«Ложное движение» - один из лучших и самых известных фильмов немецкого мастера Вима Вендерса. В этой ленте режиссер обращается к внутренней жизни разных поколений немцев, живущих спустя тридцать лет после окончания Второй Мировой войны. Он показывает не столько общественные, сколько психологические последствия войны, которая лишила многих людей душевного покоя, бросив их
в сети депрессии и апатии. В своей новой работе Андрей Волков рассказывает почему спустя почти полвека после создания, нелишне вспомнить художественные особенности «Ложного движения», ставшего классикой «нового немецкого кино».

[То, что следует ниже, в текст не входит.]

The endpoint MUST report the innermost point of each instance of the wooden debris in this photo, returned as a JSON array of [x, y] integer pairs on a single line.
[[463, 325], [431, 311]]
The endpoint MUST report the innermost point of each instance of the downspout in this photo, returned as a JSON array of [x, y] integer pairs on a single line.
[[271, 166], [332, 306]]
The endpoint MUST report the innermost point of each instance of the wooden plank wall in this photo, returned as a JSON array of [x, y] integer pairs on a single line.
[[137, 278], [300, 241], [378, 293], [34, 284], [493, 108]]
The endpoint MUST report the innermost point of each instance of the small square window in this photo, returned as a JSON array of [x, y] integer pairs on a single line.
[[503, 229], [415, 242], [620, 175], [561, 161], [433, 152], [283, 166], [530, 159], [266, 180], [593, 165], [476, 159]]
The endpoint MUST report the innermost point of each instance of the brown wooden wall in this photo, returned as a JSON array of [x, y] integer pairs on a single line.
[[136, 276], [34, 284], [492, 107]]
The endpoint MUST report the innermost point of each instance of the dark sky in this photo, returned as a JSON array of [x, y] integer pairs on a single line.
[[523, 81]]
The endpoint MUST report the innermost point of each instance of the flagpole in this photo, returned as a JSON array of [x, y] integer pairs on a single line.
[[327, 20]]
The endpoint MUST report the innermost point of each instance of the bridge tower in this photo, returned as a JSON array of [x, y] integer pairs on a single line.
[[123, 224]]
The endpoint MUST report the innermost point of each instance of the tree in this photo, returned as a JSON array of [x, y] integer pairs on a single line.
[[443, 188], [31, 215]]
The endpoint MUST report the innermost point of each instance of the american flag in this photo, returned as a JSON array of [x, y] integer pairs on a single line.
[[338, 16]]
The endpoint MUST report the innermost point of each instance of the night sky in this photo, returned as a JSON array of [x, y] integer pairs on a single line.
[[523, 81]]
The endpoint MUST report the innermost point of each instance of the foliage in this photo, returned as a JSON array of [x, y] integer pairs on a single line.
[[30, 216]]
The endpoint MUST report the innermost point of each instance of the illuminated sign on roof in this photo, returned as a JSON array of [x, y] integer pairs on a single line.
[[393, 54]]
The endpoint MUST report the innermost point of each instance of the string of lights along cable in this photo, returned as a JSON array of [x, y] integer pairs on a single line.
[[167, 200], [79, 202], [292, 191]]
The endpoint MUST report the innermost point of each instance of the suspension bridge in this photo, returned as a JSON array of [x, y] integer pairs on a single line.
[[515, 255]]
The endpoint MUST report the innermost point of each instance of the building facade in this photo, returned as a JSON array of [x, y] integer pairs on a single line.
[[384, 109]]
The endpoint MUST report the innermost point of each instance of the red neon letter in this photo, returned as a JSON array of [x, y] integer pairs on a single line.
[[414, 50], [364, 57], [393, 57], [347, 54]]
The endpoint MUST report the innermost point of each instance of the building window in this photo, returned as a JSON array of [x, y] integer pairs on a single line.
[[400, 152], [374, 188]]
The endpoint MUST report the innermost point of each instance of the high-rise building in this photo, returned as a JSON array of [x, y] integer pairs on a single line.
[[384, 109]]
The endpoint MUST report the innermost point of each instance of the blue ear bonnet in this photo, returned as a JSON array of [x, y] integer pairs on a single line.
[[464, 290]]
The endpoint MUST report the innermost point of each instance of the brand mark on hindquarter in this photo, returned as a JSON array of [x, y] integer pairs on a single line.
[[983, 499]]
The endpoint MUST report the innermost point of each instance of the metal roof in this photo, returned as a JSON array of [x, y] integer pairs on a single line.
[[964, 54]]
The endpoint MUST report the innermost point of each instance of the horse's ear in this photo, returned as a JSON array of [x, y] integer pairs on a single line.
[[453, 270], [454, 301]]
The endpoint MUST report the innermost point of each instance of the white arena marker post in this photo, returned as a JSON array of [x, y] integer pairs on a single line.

Вим Вендерс, один из ведущих представителей «нового немецкого кино», больше прочих авторов испытал влияние европейской школы экзистенциализма. Также на него оказала существенное влияние поэтика Микеланджело Антониони, фильмы которого, внешне заимствуя элементы массовых жанров – детектива, мелодрамы, криминальной ленты, – не укладываются в традиционную драматургию. Всякий сюжетный конфликт в пространстве притч Антониони ничем не заканчивается,
а любое движение персонажей – в географическом пространстве или в душе – оказывается ложным, напрасным движением.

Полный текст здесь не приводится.